Another Dog That Didn’t Bark …

… This time at the New Yorker.

The New York Times ran an interesting article on Tuesday about the senior thesis of Princeton student, and recent graduate, Katherine Milkman, who used sophisticated mathematical models to analyze New Yorker fiction between October 1992 and September 2001.

She was concerned, among other things, with the gender and race of both the authors of and the characters in the stories that appeared during those years. Whether or not her findings are important, or even interesting, is open to some debate, but I found the following comment in the NYT article to be significant mainly because of the lack of debate about it:

In a conclusion that will probably cause few readers to spill their evening tea, she states that “quantitative analyses revealed that New Yorker characters are not representative of Americans or New York State residents in terms of their race.”

But don’t those same readers, and especially New York Times writers and readers, habitually spill a great deal of tea, and more, when they hear of such “disparities” in, say, entering freshmen or the number of minority computer programmers? Doesn’t the NAACP complain with regularity about how minorities are “underrepresented” in Hollywood? Don’t the mainline journalism organizations wring their ink-stained hands at every opportunity of the low percentage of minority journalists?

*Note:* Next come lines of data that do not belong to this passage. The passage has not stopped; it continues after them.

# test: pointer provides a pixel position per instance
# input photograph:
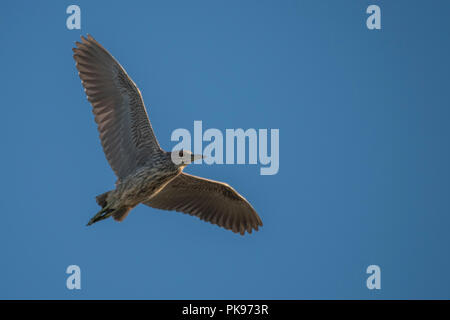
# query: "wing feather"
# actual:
(209, 200)
(126, 134)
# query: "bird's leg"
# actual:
(100, 215)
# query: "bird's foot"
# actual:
(101, 215)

Is there any reason why New Yorker fiction editors should receive less criticism than Ivy League admissions officers or Hollywood producers when, in the exercise of their unregulated discretion, their notion of “merit” leads them to publish an ethnically unrepresentative collection of authors who populate their stories with an ethnically unrepresentative cast of characters?

Say What? (3)

  1. Stephen June 2, 2004 at 9:41 am | | Reply

    The proper white Manhattan liberal attitude toward blacks is weepy condescension and avoidance of any actual contact.

    The typical white Manhattan snobbery represented by the “I don’t do the boroughs” mentality can roughly be translated to mean “I don’t actually associated with blacks.”

    I live in the boroughs, and actually associated with blacks, which (in the strange world of the white Manhattan leftist) makes me “stupid.” Wait a minute! I’m also married to an Asian woman. That makes me, in addition, “backward and oppressive.” But, in theory, diversity is God…

  2. David Nieporent June 2, 2004 at 2:46 pm | | Reply

    I think you misinterpreted that quote, John. I don’t think the comment was, “Few people will be upset by it” but “Few people will be surprised by it.”

    The reason New Yorker editors receive less criticism than Hollywood is because (a) far fewer people read the New Yorker, and (b) New Yorker characters aren’t real people. If you make a sitcom with a white character rather than a black one, that’s a black actor who hasn’t gotten a job. If you hire a white journalist rather than a black one, that’s a black reporter who hasn’t gotten a job. If you write a story with a white character than a black one, though, the situation is different. (I’m not saying that it’s reasonable to complain in the first two cases, in the absence of actual discrimination; I’m just explaining.)

  3. Alex Bensky June 2, 2004 at 8:38 pm | | Reply

    John, what a silly question. The reason that the New Yorker isn’t subject to the same affirmative action calls is because the elites who push affirmative action actually care about the New Yorker.